Making art for your own hobby project might be cool, but for other peoples project it's boring, unpaid commissional work. Chances are high you also can not use it for your portfolio.

- Like you implied, making a game needs a lot of dedication and an eye for details. Most smaller open source projects work around the idea of a rough, basic use case and removing the edges later on. That doesn't work that good for games. For games, you must deliver the core aspect why player would play it pretty much spot on.

- Most single player games live by their story. Open development is basically an instant spoiler. Worse, often "story devs" come up with ideas that work in movies or books but are cringeworthy for games, because the medium doesn't allow for the same things. For that reason you will see that competitive multiplayer games (e.g. Hedgewars or Warsow) and score-driven single player games (which are effectively the same) work out a little bit better.

That said, with network multiplayer games you easier get cheaters.

- Open Source or software projects in general attract a huge number of fucking sperglords that can't into humans.

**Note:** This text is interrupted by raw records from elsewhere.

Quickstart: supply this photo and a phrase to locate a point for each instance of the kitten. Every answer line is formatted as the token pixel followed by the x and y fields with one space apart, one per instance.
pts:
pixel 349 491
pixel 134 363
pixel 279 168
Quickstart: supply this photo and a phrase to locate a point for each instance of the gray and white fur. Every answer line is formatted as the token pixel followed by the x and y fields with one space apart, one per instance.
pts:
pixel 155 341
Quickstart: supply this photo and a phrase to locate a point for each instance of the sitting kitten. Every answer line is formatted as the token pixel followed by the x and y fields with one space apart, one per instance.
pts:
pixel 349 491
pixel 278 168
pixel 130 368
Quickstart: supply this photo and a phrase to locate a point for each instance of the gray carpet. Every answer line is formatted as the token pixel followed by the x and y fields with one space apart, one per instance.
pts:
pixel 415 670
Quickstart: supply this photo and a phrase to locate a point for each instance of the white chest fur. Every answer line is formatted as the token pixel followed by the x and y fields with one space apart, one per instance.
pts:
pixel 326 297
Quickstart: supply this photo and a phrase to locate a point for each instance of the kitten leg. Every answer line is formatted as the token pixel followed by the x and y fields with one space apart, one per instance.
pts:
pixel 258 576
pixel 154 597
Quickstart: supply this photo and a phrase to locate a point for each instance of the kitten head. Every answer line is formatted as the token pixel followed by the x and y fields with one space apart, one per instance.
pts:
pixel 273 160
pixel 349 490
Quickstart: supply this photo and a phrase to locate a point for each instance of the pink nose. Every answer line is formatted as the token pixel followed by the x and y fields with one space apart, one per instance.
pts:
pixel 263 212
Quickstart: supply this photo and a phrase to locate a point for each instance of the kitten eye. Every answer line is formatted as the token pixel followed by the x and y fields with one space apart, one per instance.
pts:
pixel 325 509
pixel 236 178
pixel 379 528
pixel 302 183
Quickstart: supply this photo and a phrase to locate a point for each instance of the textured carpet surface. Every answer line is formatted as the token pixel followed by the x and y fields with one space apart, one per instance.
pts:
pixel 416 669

I wouldn't go as far as saying that's an imperative skill for every kind of game, but it really helps in a lot of ways.

- Big game studios have lawyers to keep a lot of bullshit from you. In one Open Source project I even witnessed team some team member becoming offensed for some worthless religious reason and for the game not being child friendly enough for his 5 or so year old.

That nearly destroyed the project and is the reason I ceased most work on most other peoples game projects.

Fuck children (in a figure of speach, of course), they are the reason a lot of quality content gets from nice and edgy to ruined.

Most consistent games I have seen were closed source before ( likehttp://cxong.github.io/cdogs-sdl/) or where the game was the important point.

If you want to see representative open source game dev, visit forum.freegamedev.net, you can basically observe all of the above.

PS: After writing this, I noticed half of the points were already mentioned. However, even this list is probably far from completion.